Am Vortag der Parade war offizielle Begrüßung durch das Komitee der Steubenparade am Foley Square. Albert Bömer und Norman Steinich überreichten den Gastgebern die Gastgeschenke und erhielten im Gegenzug die Medaille der Steubenparade 2014. Zweisprachig stellte Albert Bömer die Reisegruppe vor: „Ob Deutsch oder Plattdeutsch – ein Komiteemitglied verstand beide Sprachen.“ Zum Abschluss der Zeremonie spielte er sich in die Herzen der Amerikaner, als er auf seiner Trompete „God bless America“, eine der inoffiziellen Nationalhymnen der USA, intonierte. Um sechs Uhr klingelte am Morgen der Parade der Wecker. Vor der Abfahrt zur St. Patrick’s Kathedrale spielte der Musikverein den Weckruf „Freut euch des Lebens“. Dabei herrschte erstmalig Gänsehautstimmung. In der größten im neugotischen Stil erbauten Kathedrale der USA feierten die Umzugsteilnehmer den Festgottesdienst. Franz Kock trug die Fahne in das erhabene Gotteshaus.

Um 12 Uhr dann setzte sich die Parade in Bewegung. Farbenfrohe Umzugswagen, bunte Trachten, Chöre, Tanzformationen, Musikbands, Würdenträger und die zahlreichen kulturellen Vereine, viele aus Deutschland, wurden von den Zuschauern bejubelt. Als 17. Einheit des Festumzugs marschierte die Nienborger Reisegruppe von der 67. Straße auf die legendäre Fifth Avenue. Der Fahne folgten drei Offiziere, das Banner – getragen von Claudia Lütke-Wissing und Katharina Katschker –, der Musikverein, vier Frauen und vier Männer in traditioneller Tracht mit einem Weggen und die Feuerwehrmänner und -frauen.

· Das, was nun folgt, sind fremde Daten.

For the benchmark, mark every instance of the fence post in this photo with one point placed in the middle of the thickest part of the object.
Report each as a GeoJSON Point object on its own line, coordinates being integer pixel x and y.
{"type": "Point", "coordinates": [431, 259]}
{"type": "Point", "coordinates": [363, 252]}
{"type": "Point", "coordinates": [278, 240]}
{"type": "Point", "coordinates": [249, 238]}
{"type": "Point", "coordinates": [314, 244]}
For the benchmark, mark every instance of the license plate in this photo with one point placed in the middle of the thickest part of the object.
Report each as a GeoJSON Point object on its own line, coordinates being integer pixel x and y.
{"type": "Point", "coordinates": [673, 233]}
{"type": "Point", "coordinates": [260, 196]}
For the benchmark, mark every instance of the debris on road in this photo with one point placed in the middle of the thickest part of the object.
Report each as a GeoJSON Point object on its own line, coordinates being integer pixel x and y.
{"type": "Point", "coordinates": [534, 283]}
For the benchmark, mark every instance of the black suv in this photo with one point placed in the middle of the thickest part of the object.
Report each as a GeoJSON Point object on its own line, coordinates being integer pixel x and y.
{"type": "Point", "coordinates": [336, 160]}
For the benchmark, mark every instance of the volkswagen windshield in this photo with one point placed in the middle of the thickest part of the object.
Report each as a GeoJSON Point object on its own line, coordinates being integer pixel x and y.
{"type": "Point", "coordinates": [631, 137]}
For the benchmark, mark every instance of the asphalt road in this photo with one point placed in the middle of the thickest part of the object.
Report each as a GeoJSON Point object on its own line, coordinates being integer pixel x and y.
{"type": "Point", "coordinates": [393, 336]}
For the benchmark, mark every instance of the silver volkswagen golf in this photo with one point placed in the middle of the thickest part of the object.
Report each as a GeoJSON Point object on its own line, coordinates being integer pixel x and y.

Unter der Leitung von Rita Ellerkamp erfreute das Blasorchester die Umzugsteilnehmer und zahllosen Besucher mit flotter Marschmusik. Vor der VIP-Tribüne hielt der Zug und der Musikverein konzertierte auf dem roten Teppich den „Coburger Marsch“. Am Wegesrand hieß es auf einem Banner „New York grüßt Nienborg“ – es soll sich um gebürtige Eperaner handeln. An der 86. Straße endete die Parade. Danach waren die Nienborger bei New Yorker Feuerwehrleuten deutscher Abstammung zu Gast. Zünftig klang der Festtag beim Oktoberfest im Central Park aus. Dazu erstrahlte das Empire State Buildung in den deutschen Nationalfarben.